Perestroika and the future of socialism - part 1 - social and political in the Soviet Union
Monthly Review, March, 1990
Two features of this tremendous transformation of Soviet society have been the growth of cities and the spread of mass education, each an integral part of the rapid industrialization and related social programs adopted by the centrally planned economy. At the time of the Revolution, about 18 percent of the country's population lived in 800 cities and towns. Since then, many of the older cities have expanded and thousands of new cities and urban settlements have been created. By now two-thirds of the people live in urban centers, a far cry from the pre-revolutionary agrarian society in which over 80 percent of the population lived in the countryside.(*1)
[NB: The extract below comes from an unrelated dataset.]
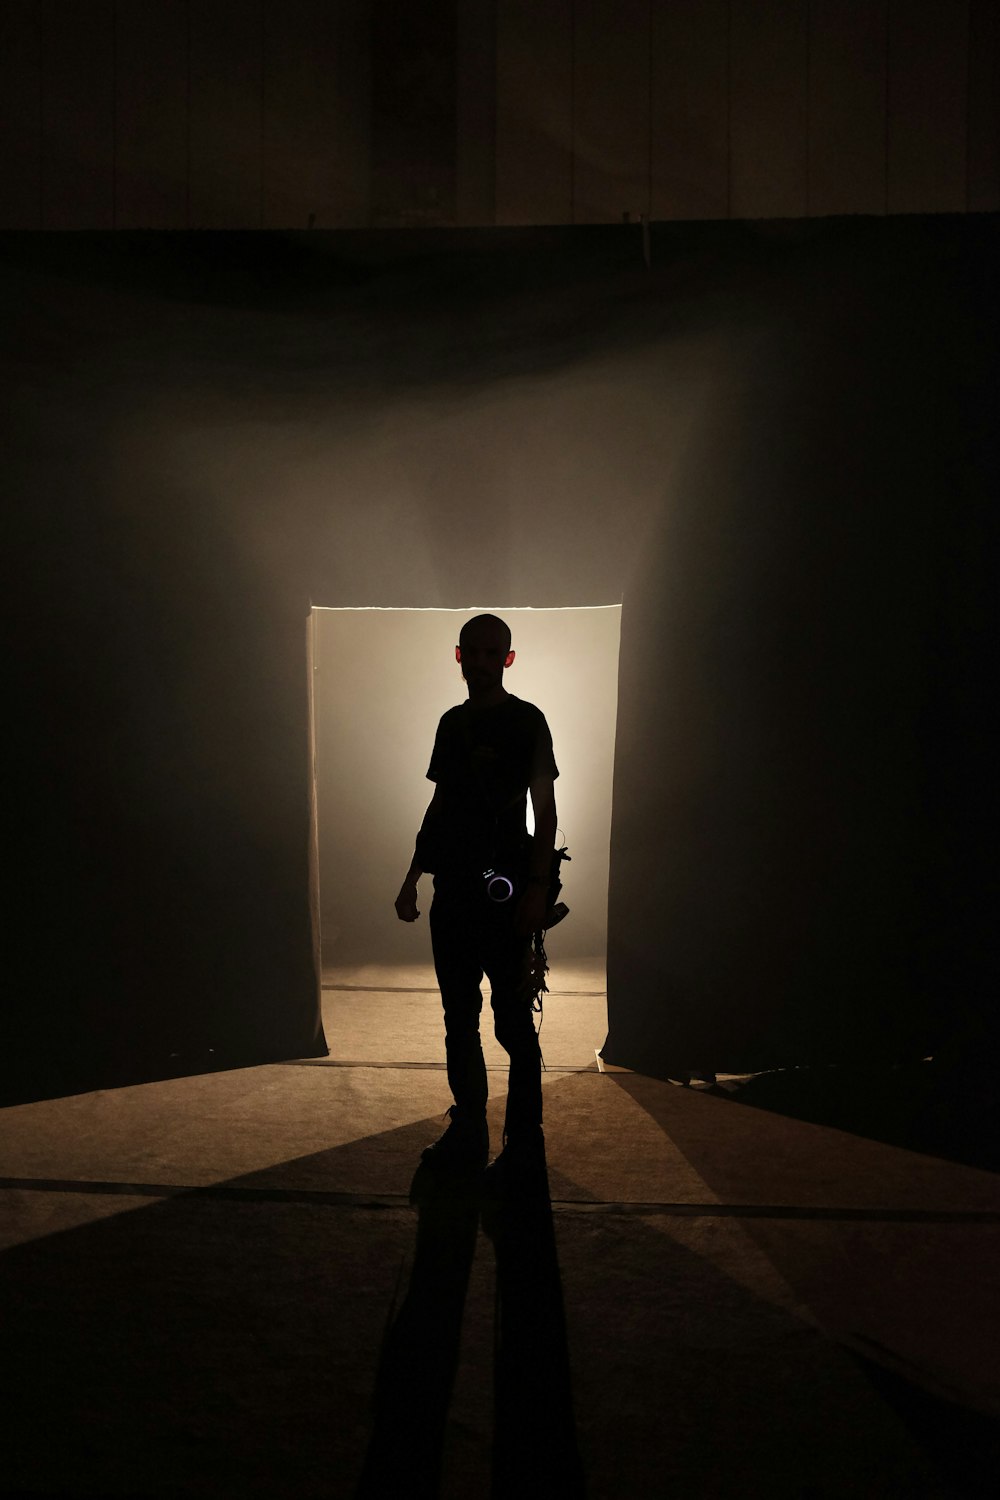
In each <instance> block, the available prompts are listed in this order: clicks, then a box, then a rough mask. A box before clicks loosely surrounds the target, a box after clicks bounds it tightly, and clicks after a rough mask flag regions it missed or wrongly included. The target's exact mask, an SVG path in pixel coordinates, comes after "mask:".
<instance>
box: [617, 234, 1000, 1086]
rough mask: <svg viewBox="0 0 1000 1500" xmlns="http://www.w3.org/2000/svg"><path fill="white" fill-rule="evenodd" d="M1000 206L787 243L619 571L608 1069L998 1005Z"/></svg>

Urbanization is, of course, an outstanding trait of all industrialized societies, along with the slums and ghettos still found in leading cities of countries with a very long history of urbanization. Especially noteworthy about the transformation in the Soviet Union is its unprecedented speed. That would have been remarkable enough if the process had been evenly spread over the 72 years since the Revolution. But that period included foreign intervention, the civil war of the 1920s, and the Second World War when city life regressed, to be followed by years devoted mainly to cleaning up the rubble and rebuilding. Thus urbanization was largely concentrated in roughly forty years, the 1930s and 1950 to 1980. Meeting the requirements of the burgeoning population was no easy matter: shelter, schools, hospitals, retail establishments, transportation facilities, and much more had to be built. But the investment for all this was not forthcoming to the extent really needed because at the same time productive resources were absorbed by the equally unprecedented rate of industrialization. The consequent strains of city life have long been a source of popular dissatisfaction, only to become more so as the gap between promise and achievement widened during the stagnation during the Brezhnev era.
The extraordinary industrial growth brought about not only a concentration of population but also major changes in social structure. What was outstanding, of course, was the formation of a vastly enlarged working class that replaced the peasantry as the largest sector of the population. Moreover, it was a class that changed considerably over the years. At first it grew as a result of migration from rural areas, notably stimulated by the collectivization drive in agriculture. The peasants who then flocked to the cities for jobs in industry and construction were strangers to factory discipline and were by and large illiterate and unschooled. Recall that prior to the Revolution only about a quarter of the rural population was literate. The revolutionary government's devotion to education paid off quickly in a sharp increase in literacy and in the creation of a corps of technicians and engineers. Still, by 1939 only 12 percent of the gainfully employed had more than an elementary school education. That changed dramatically after the Second World War. By 1987 almost 89 percent of the gainfully employed had been to high school: of these three-fourths graduated from specialized or general education high schools.